Two-time winner Valeria Holinger knows exactly what it takes to compete in such a unique subject. “You ought to sense how the pony is going for walks, decide the processes and do what is great on your horse,” she instructed Winning Post’s Aly Vance in St. Moritz… “There is likewise quite a little adrenaline, which I simply love.” The transient area takes three weeks to construct and is complete with all the trappings of a conventional racecourse. But such unique surroundings require special measures. Safety is of paramount significance, and organizers meticulously display the tune to make certain the ice is at least 30 centimeters thick. Dashing through the snow, horses additionally put on specialized shoes to stop them from slipping, at the same time as jockeys use masks to guard themselves against the snow kicked up with the aid of the hooves.

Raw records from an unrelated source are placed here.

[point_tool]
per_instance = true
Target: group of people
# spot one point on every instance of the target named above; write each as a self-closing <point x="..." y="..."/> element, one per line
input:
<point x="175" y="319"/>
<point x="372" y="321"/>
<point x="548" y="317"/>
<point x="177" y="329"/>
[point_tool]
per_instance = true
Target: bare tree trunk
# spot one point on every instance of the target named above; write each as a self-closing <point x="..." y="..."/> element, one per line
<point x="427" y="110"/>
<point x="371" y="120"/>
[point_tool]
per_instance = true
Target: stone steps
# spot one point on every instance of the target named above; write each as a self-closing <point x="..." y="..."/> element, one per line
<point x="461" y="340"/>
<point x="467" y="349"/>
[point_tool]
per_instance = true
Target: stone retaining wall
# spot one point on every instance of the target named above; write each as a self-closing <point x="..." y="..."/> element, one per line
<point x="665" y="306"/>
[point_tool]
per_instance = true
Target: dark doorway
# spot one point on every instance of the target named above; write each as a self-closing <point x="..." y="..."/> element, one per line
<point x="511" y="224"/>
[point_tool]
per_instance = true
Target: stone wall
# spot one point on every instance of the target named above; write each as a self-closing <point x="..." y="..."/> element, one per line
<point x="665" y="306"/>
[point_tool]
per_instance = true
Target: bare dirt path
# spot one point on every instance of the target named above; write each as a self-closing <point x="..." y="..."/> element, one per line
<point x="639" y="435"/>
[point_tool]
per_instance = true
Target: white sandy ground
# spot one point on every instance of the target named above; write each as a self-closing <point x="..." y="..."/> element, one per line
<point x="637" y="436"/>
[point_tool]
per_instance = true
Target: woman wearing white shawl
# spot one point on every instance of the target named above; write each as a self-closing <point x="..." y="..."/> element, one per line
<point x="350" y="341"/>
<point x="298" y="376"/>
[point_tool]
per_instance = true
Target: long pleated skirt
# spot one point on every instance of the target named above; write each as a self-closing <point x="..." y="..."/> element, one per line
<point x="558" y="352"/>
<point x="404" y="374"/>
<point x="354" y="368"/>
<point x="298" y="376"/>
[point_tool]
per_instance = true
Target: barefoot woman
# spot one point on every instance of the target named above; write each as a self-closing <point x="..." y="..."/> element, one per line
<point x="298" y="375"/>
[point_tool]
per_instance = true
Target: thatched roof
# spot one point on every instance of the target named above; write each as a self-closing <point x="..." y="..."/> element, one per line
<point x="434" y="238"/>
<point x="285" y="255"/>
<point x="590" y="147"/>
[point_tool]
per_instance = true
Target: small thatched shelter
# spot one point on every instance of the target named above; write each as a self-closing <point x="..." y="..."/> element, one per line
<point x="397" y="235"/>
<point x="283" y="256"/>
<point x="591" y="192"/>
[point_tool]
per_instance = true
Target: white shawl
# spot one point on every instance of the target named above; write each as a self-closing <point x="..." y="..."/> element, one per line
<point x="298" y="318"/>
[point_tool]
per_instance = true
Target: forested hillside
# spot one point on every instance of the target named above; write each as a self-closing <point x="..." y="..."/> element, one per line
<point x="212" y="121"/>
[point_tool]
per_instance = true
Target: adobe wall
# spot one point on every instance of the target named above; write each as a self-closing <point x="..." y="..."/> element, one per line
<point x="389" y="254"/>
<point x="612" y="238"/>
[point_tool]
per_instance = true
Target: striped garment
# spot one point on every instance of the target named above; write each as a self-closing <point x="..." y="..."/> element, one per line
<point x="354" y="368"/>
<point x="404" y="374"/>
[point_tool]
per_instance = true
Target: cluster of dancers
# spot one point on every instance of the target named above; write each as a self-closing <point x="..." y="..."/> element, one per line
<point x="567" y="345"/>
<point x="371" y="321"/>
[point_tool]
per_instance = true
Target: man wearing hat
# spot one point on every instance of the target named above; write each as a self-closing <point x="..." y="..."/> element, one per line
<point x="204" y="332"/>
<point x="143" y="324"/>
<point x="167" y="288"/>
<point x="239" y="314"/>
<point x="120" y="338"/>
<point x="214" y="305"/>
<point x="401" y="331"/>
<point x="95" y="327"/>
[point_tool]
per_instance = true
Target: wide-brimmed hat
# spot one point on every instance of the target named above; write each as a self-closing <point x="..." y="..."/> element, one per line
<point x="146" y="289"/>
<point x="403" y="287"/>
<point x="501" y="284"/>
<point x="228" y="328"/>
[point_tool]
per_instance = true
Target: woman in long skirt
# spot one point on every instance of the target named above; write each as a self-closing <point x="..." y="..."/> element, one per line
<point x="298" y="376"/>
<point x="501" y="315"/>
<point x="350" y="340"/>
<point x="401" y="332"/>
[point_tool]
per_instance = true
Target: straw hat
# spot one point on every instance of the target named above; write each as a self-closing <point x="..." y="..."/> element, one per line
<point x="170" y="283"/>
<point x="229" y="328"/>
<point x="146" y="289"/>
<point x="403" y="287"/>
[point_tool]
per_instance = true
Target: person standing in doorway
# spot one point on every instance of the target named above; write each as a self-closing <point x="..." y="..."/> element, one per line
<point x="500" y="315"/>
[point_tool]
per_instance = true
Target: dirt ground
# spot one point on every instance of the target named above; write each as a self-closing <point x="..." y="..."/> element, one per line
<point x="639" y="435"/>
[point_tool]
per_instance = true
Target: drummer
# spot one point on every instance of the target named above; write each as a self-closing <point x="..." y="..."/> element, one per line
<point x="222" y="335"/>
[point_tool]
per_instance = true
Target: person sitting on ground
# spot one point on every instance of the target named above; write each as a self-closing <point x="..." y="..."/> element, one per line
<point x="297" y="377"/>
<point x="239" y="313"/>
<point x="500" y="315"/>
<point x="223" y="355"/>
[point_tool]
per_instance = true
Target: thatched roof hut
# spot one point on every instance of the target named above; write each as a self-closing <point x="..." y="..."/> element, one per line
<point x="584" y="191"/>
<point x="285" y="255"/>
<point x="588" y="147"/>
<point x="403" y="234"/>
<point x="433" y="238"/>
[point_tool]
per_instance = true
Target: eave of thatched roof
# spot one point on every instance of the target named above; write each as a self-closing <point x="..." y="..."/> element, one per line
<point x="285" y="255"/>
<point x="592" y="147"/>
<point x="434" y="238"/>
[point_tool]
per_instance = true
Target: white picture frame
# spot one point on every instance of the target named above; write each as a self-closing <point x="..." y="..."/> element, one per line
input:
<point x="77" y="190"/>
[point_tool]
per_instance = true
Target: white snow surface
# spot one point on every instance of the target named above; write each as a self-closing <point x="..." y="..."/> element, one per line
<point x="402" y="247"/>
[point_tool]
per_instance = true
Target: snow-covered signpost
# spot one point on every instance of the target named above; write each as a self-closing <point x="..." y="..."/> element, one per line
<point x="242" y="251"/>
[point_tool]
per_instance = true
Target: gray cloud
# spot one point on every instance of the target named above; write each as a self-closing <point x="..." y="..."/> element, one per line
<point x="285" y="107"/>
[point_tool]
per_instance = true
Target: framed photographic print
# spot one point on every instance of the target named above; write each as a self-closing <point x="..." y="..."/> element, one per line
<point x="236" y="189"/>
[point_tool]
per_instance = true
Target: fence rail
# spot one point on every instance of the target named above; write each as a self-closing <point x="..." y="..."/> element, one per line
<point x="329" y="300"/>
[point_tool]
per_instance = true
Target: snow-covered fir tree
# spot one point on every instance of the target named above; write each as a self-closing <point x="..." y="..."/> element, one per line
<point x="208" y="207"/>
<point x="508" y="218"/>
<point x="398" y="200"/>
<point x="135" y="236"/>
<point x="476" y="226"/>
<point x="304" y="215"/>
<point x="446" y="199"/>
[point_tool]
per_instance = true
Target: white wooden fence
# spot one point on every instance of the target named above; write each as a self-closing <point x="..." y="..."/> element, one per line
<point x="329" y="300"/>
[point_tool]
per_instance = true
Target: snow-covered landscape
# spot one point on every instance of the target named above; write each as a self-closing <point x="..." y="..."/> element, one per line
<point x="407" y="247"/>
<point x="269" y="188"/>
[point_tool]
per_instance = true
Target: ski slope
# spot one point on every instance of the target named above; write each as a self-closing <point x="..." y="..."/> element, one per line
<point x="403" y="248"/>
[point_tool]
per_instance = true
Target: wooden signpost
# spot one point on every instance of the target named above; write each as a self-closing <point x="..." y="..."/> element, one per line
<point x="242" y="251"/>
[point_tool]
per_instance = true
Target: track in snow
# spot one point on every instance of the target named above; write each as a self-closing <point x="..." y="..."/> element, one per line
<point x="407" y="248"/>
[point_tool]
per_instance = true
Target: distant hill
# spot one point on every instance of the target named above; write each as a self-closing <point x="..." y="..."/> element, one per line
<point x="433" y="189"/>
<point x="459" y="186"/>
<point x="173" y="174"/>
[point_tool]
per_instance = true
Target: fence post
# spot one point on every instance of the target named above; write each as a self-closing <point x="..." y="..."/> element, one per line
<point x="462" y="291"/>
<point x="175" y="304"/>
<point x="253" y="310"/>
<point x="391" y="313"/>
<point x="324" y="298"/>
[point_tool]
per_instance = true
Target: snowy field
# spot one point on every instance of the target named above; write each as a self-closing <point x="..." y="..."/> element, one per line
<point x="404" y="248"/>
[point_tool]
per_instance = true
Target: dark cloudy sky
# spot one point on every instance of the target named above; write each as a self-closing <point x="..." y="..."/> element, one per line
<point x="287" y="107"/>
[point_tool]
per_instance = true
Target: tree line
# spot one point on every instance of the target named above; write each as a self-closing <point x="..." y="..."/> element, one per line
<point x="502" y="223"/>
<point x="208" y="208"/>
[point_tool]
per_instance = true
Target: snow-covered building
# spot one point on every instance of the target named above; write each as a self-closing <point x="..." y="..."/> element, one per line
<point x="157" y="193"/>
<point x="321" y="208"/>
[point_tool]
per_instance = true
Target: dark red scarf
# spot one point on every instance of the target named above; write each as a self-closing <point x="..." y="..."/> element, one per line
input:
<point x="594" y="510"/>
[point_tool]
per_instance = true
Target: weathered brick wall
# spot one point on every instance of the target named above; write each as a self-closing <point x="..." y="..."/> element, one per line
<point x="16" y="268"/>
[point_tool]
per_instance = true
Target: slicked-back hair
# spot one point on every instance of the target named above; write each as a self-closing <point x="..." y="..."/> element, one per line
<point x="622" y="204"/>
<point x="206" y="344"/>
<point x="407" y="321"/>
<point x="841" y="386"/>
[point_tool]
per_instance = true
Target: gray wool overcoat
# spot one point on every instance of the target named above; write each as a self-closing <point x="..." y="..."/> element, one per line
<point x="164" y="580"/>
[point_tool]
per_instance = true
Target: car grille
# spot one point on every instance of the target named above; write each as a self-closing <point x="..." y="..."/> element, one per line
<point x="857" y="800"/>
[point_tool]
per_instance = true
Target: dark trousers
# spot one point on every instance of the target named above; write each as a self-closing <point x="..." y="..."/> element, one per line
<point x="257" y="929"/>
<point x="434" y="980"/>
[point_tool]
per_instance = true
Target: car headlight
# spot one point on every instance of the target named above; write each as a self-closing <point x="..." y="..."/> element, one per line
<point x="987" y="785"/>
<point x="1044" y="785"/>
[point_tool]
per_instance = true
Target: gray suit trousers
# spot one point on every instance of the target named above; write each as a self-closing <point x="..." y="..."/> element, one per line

Coping with the acute conditions is often more difficult for those horses delivered in from nations without a great deal of blizzard. English instructor John Best has been taking horses to White Turf for years but says there is no obvious way to prepare the horses. Some do not thoughts the snow being kicked up in their faces; others cannot deal with it, he says. “You simply have to depend upon your judgment as to whether or not the pony goes to be one this is suitable,” Best told Winning Post from his yard in Kent, UK. Watching racehorses gallop via the snow at 1800 meters above sea level amid magnificent mountains whilst taking part in lavish hospitality makes White Turf a need-to-visit spectacle. “It’s a unique and very interesting revel in,” adds Best. “I think for everyone inquisitive about racing, it should be on their bucket listing.”